Hot and Spicy Tofu

Serves 6. Prep time: 30 minutes.

2 tablespoons vegetable oil
1 14-ounce block extra firm tofu, drained and cut into 1- to 2-inch cubes
1 red onion, thinly julienned
2 bell peppers, thinly julienned
3 tablespoons minced garlic
1 jalapeño pepper, seeded and finely diced
3 tablespoons tamari
3 tablespoons rice vinegar
1 tablespoon brown sugar
Pinch of crushed red pepper flakes (optional)

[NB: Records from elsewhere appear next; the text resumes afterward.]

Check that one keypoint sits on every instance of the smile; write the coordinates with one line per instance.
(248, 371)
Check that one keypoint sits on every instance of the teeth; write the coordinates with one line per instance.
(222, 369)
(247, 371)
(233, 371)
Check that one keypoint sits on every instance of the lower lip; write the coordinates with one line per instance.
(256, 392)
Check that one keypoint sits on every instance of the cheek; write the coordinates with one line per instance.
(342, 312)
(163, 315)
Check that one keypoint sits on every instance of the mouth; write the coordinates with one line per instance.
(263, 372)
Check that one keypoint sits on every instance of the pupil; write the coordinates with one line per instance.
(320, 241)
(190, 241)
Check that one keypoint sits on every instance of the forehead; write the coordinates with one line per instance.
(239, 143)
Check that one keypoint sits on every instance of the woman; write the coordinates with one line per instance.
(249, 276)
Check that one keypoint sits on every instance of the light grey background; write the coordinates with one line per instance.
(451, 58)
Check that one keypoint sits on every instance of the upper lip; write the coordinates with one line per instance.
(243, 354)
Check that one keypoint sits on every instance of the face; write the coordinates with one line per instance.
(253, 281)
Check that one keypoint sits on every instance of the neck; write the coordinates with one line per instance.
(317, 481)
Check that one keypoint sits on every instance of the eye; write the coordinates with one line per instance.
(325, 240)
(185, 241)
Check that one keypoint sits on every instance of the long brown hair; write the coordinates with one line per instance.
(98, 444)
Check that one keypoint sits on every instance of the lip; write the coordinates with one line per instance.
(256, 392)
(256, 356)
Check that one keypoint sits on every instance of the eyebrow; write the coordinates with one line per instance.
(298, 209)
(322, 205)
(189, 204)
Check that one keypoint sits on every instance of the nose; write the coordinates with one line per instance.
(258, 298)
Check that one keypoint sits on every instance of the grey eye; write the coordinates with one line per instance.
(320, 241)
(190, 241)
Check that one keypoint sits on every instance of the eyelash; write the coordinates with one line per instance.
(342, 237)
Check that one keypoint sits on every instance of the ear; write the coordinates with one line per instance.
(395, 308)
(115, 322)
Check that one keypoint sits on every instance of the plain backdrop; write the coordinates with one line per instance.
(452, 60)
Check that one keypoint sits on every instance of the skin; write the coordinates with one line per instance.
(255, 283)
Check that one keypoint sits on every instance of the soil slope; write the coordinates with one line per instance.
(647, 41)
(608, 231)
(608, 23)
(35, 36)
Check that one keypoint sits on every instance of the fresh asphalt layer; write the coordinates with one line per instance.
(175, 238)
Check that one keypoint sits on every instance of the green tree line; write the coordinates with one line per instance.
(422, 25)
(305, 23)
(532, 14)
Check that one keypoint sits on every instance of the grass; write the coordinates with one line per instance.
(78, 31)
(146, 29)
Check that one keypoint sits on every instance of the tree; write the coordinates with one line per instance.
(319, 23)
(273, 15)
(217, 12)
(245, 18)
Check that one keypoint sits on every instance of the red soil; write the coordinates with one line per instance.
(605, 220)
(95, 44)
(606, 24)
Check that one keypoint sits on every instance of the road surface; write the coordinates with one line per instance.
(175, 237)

In a large skillet or wok, heat the vegetable oil over medium-high heat. Add
the cubed tofu and sauté for 5 to 6 minutes until it begins to brown, stirring
occasionally to brown all sides. Add the onion and bell peppers and sauté for
4 to 5 minutes more. Add the garlic and jalapeño and cook another 1 to 2
minutes. Stir in the tamari, rice vinegar, brown sugar and red pepper flakes and
let simmer for a few more minutes.

Serving Suggestion
Serve on a bed of steaming hot jasmine or japonica rice
or alongside sesame-seasoned udon or soba noodles. Add baby salad greens
or shredded cabbage and roll in a warmed whole-wheat tortilla for an Asian
wrap. Substitute sriracha or gochujang for the crushed red pepper flakes if desired.